Britain is heading towards a homelessness crisis of epidemic stature. In 2017, a National Audit Office survey recorded 4,134 people sleeping outdoors – an increase of 134 per cent since 2010 – and the government estimates that 307,000 people are currently homeless, or living in inadequate, temporary accommodation.
In 2000, at the age of 16, I lived for 10 months in a temporary accommodation unit for displaced teenagers. I became homeless as the result of a not-uncommon crisis: the breakdown of my family unit. I am one of the lucky ones. I was immediately placed within a self-contained, semi-supported living complex; a ‘halfway-house’ for young adults in similar positions to myself. I made friends and learnt how to maintain my home, saw counsellors and was encouraged to undertake life-skills training. Less than 12 months later, I held an independent tenancy and had commenced my career in the field of supportive housing. I trained to assist individuals challenged by severe mental health issues to live more accomplished lives.

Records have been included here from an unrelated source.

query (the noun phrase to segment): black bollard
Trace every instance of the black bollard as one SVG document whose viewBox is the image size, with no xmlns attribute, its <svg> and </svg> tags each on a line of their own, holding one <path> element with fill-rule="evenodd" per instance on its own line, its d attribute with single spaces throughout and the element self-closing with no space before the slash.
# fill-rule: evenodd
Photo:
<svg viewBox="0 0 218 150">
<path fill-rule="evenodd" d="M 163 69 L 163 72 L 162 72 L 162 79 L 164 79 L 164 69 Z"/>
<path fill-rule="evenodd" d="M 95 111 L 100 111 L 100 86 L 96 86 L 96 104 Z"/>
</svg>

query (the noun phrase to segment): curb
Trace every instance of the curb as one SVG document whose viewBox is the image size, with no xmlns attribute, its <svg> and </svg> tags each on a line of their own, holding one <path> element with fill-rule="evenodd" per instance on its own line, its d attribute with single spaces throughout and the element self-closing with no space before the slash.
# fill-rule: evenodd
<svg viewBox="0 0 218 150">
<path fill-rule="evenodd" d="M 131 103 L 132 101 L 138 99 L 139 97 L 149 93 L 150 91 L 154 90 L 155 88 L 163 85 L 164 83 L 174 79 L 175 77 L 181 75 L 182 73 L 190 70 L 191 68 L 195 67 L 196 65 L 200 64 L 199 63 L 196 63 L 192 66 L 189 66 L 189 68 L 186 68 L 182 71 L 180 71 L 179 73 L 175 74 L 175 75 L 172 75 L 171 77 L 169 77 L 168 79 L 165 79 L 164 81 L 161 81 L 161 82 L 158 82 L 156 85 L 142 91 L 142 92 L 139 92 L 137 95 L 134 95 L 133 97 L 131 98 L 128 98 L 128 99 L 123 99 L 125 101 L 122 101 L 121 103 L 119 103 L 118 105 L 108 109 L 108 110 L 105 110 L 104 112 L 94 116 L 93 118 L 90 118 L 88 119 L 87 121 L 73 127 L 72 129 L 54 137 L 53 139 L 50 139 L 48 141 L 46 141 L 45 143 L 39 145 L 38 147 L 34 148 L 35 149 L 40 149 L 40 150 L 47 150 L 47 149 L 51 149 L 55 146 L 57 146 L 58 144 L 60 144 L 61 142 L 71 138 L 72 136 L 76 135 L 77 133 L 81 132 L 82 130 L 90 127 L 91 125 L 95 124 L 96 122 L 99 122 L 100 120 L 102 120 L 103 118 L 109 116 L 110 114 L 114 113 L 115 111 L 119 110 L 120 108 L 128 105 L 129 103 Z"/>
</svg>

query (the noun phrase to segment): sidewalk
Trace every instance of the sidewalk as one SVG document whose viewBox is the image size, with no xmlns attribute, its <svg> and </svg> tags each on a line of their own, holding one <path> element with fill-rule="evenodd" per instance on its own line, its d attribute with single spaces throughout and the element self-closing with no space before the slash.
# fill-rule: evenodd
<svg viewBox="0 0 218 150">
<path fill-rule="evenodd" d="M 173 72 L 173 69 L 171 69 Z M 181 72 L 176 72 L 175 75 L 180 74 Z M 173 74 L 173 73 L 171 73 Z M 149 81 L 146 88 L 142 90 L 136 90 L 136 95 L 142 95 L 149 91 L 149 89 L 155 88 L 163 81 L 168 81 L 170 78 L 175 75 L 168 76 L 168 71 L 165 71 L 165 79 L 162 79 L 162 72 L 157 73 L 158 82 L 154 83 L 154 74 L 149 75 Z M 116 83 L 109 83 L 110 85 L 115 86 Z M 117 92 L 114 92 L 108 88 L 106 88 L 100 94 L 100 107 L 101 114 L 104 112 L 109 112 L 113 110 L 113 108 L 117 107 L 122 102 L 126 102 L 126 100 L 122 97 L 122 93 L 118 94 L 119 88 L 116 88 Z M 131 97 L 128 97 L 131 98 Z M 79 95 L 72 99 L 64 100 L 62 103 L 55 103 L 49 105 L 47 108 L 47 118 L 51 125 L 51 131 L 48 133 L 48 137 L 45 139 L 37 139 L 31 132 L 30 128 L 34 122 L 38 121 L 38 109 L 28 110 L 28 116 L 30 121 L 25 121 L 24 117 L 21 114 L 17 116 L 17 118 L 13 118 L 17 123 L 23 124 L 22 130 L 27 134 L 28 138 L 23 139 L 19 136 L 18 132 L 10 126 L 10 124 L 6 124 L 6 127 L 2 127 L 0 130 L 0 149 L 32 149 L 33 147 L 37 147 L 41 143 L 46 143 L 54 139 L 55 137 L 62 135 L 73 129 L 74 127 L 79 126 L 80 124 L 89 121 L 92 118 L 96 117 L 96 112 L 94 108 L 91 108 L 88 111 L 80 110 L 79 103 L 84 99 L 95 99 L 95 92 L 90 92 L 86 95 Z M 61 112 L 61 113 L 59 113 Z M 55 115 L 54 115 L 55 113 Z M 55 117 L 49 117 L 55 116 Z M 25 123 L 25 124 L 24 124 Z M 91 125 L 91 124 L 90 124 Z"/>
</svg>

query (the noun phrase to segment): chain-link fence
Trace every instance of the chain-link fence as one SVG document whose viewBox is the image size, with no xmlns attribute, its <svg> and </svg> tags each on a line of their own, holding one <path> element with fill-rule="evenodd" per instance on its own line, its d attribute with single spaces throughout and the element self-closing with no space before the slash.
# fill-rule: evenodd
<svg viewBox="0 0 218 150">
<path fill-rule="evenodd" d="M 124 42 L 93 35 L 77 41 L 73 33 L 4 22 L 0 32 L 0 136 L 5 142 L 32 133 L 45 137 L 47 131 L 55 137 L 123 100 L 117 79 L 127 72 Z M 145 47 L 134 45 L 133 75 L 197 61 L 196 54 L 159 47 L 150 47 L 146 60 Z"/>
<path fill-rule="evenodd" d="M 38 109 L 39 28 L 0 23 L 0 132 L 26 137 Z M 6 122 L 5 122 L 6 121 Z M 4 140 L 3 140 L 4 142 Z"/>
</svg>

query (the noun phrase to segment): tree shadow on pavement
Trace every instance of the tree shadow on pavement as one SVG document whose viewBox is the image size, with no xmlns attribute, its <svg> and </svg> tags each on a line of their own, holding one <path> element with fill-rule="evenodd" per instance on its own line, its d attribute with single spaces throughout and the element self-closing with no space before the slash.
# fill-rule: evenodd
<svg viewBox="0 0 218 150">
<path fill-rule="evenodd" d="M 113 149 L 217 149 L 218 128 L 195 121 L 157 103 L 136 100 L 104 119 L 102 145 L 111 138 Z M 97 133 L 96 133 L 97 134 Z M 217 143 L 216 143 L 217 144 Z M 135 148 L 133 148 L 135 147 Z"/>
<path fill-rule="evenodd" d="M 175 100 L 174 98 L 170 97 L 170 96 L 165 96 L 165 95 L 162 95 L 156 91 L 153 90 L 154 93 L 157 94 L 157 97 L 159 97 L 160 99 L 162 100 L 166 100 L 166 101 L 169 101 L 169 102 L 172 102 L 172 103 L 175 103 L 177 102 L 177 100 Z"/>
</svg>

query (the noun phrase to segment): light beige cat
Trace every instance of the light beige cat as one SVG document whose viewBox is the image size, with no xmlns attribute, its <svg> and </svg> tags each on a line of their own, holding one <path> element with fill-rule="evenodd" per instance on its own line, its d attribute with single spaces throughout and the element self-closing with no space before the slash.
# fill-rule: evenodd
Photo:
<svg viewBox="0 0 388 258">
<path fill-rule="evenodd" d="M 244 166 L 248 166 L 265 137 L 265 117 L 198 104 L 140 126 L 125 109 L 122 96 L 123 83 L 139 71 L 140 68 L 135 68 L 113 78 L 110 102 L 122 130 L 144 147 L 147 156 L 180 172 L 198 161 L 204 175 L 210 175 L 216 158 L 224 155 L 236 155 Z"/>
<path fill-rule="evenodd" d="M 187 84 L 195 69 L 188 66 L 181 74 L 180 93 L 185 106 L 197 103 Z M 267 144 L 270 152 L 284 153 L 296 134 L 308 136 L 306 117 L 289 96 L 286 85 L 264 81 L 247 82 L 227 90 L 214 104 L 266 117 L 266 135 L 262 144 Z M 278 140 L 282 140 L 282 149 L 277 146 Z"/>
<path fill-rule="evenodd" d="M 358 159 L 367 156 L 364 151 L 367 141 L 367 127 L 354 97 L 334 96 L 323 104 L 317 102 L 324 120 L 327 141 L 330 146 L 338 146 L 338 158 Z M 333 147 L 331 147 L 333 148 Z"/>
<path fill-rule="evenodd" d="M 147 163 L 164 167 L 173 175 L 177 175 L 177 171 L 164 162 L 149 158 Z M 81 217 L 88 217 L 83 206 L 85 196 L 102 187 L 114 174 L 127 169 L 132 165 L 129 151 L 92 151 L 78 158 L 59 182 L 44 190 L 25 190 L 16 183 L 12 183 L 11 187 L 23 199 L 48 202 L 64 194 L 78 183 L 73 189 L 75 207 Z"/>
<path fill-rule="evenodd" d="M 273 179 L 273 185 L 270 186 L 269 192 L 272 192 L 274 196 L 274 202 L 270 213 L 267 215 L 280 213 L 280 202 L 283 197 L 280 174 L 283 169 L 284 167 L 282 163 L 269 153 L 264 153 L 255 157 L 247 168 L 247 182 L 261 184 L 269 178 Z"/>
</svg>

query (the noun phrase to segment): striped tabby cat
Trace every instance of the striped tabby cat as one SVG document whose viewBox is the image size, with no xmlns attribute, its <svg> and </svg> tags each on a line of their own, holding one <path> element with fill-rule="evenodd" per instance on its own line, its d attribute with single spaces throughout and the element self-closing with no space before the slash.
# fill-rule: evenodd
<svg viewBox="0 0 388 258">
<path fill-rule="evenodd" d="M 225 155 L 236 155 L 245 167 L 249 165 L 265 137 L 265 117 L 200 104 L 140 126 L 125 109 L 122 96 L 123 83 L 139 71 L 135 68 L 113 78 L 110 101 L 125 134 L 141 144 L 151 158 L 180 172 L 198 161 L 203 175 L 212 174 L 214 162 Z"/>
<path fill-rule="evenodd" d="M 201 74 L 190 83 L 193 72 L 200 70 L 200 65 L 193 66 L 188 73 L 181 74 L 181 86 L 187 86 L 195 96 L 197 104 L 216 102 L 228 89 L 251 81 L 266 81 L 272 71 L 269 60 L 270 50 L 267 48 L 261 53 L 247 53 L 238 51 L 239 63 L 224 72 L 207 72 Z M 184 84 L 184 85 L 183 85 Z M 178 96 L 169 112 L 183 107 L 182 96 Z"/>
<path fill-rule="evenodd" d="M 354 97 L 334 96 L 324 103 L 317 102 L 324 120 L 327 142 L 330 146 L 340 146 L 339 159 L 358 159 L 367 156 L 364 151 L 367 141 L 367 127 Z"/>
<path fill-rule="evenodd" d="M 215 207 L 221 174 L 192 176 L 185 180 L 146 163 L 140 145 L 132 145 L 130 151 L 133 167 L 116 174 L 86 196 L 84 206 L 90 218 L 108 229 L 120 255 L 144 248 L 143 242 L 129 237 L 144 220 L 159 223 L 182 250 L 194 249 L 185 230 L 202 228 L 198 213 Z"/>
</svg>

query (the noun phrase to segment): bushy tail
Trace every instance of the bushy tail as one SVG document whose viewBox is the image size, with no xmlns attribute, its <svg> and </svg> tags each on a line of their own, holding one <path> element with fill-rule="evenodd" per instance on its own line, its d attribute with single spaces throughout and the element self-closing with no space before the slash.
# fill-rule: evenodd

Over the years, I’ve often wondered what my fate might have been. The UK now has 3.9 million citizens in “persistent poverty” – people with less than 60% of national average disposable income for two of the past three years – and 58,000 individuals in England are in contact each year with homelessness, substance misuse and offending services. Today, it would be almost unheard of for a single homeless person to receive a similar standard of services and intensive, personalised care.
So, why is it that we are unable to respond to homelessness appropriately in 21st century Britain? Why is it that instances of homelessness are rising – and why is it that homelessness is being sustained?
Since 2013, I’ve worked independently to identify and explore economical solutions to the crisis of modern homelessness and housing instability for vulnerable groups, whilst campaigning against costly, inhumane, or ineffective techniques.